Workshop slides: https://drive.google.com/open?id=1-qY2HsbqrZSe9pQ6w7UKqKVji6DagmBs

 

Workshop handout: https://drive.google.com/open?id=1vrU0CBQtrQ-OFYKy_W0wL9-X8l0B9lOw

 

Workshop reproducibility checklist: https://drive.google.com/open?id=1xLvFUWreuBqi-oo3jOarR_MlP_evTSAO

Webinar: Introduction to Database Query and Analytics

Instructor: Christian Darabos

Date and time: Thursday, May 7, 2020, 3 - 5 pm 

 

Research Computing offers this hands-on workshop providing an introduction to database query in Structured Query Language (SQL). Using a relational database can help you store and analyze your research data and results more efficiently (than flat/text files). We will be using SQL on a pre-populated database to extract, filter and answer simple analytics questions. If time permits, we will explore ways of programmatically accessing databases from tools such as R or 

Python in order to automate the analytical process. 

 

This was a live session via Zoom, no recording available.

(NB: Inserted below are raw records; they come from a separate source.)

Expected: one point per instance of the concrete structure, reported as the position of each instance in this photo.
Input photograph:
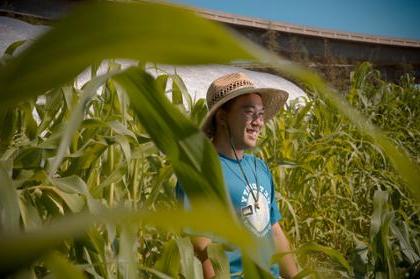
(322, 48)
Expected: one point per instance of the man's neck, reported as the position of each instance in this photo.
(223, 147)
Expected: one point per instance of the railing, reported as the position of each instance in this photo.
(302, 30)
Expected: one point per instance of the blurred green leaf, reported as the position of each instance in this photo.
(9, 206)
(143, 31)
(60, 267)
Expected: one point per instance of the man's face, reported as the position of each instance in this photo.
(246, 119)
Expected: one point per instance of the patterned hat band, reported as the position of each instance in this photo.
(231, 86)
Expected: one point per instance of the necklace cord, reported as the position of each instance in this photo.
(255, 198)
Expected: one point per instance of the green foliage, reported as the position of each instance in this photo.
(338, 188)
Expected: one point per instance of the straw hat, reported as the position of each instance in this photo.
(233, 85)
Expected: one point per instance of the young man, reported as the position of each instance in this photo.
(237, 113)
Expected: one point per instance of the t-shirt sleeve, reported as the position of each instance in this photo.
(275, 214)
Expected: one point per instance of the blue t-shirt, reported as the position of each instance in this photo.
(257, 220)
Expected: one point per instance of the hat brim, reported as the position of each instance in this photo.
(273, 100)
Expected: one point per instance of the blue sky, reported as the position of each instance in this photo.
(391, 18)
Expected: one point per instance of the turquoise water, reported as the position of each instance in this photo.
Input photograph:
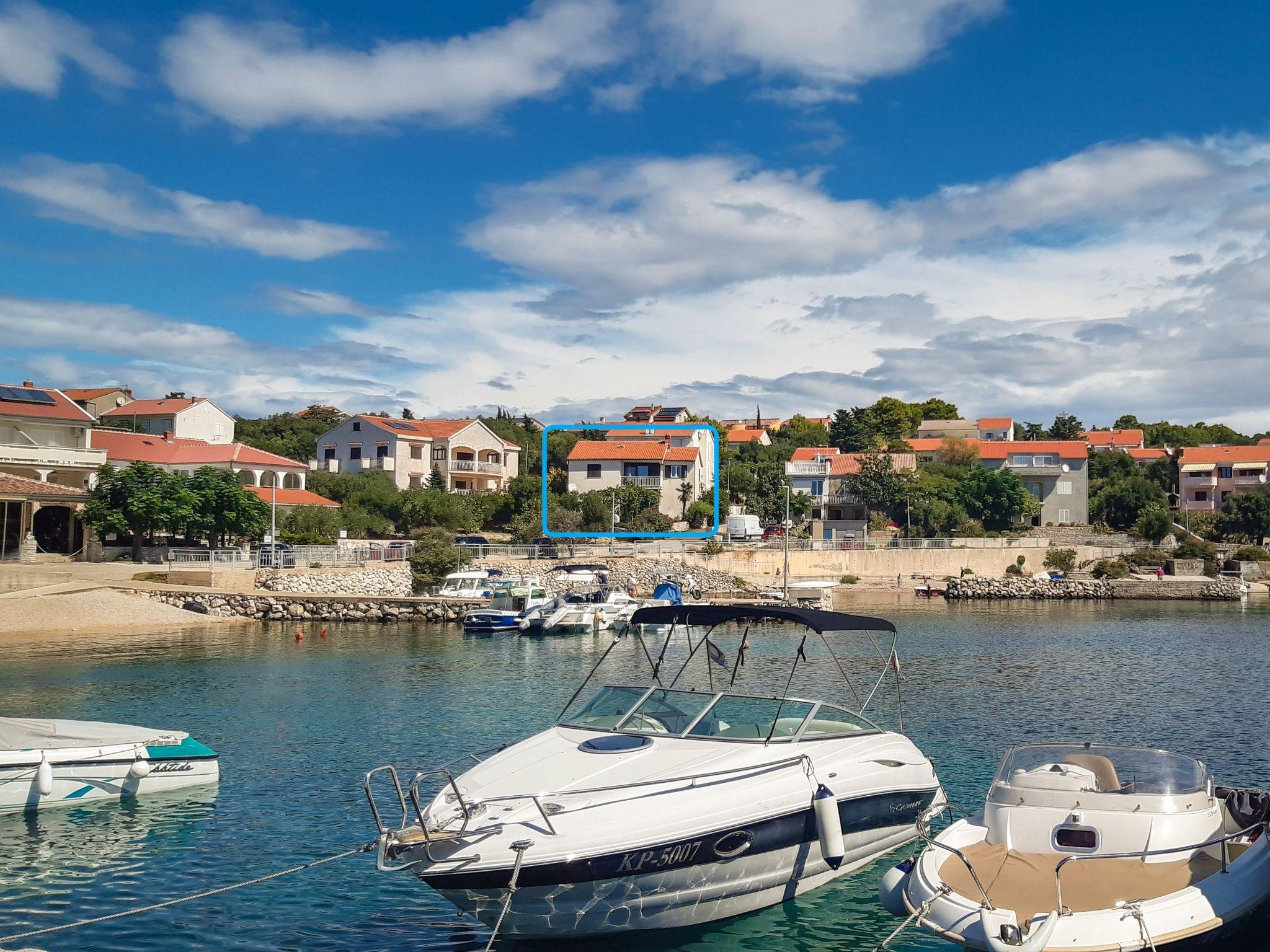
(298, 725)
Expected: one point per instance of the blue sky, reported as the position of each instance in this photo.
(561, 207)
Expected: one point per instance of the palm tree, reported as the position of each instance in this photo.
(685, 495)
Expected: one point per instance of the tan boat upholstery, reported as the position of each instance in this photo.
(1025, 881)
(1101, 769)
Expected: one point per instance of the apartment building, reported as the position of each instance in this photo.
(606, 464)
(186, 418)
(1209, 475)
(46, 437)
(1055, 471)
(470, 456)
(824, 474)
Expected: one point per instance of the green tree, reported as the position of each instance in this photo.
(138, 500)
(1066, 427)
(1246, 517)
(1153, 523)
(992, 496)
(1119, 503)
(223, 509)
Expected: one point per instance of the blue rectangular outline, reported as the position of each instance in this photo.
(700, 534)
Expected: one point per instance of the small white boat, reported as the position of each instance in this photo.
(505, 611)
(65, 763)
(673, 804)
(469, 584)
(1093, 847)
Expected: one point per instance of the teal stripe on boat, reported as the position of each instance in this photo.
(186, 749)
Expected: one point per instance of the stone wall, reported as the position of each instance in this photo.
(389, 580)
(1042, 588)
(293, 607)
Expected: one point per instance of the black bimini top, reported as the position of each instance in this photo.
(710, 616)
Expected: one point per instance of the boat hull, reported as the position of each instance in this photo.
(93, 778)
(783, 861)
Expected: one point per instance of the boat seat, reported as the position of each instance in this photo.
(1025, 881)
(1101, 769)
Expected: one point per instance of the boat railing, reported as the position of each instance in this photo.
(1225, 840)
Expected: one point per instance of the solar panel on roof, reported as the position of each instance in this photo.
(25, 395)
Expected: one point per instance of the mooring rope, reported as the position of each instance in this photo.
(205, 894)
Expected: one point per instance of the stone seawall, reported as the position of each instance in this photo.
(389, 580)
(280, 607)
(1128, 589)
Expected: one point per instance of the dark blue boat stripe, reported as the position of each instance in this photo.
(871, 813)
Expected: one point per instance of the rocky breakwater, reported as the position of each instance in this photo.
(1023, 587)
(389, 580)
(282, 607)
(648, 573)
(1041, 588)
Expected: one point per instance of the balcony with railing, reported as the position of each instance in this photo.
(50, 457)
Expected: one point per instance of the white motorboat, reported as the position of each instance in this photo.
(668, 805)
(510, 603)
(65, 763)
(1093, 847)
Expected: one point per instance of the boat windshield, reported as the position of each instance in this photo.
(1101, 769)
(704, 715)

Excel Best Practices for Reproducible Research 

Instructor: Pamela Bagley

Date and time: Tuesday, May 12, 2020,  3 - 4 pm

 

Actively managing your research data is an important part of reproducible research, and Excel is one of the most widely used tools.  In this session, we will discuss best practices for data management in Excel, along with tips on filenames, README files, and metadata.  We’ll introduce the free version of Colectica for Excel, a tool that can help you document your spreadsheet data. 

 

This was a live session via Zoom, no recording available.

 

Reproducible Statistical Data Analysis with R

Instructor: Jianjun Hua

Date and time: Thursday, May 14, 2020, 11 am  - 12 pm 

 

R is a free, open-source programming language that is known for its approachability and for becoming an increasingly popular tool for data analysis and visualization.  In this hands-on session, you will learn how to use R to conduct basic statistical data analysis, and how to save you time and increase the reproducibility of your research. 

 

This was a live session via Zoom, no recording available.

 

Getting Organized for Reproducible Research: File Management Systems

Instructors: Pamela Bagley and Elaina Vitale

Date and time: Tuesday, May 19, 2020, 3 - 4 pm

Format: Live Zoom

 

This workshop will introduce basic concepts for keeping track of data files.  Learn good habits in file organization —naming files, creating organized file structures, tagging files, version control, and documenting your process.  Following these habits will help you locate files easily, avoid confusion when working on teams or sharing files, and prevent data loss by accidentally overwriting data files. 

 

This was a live session via Zoom, no recording available.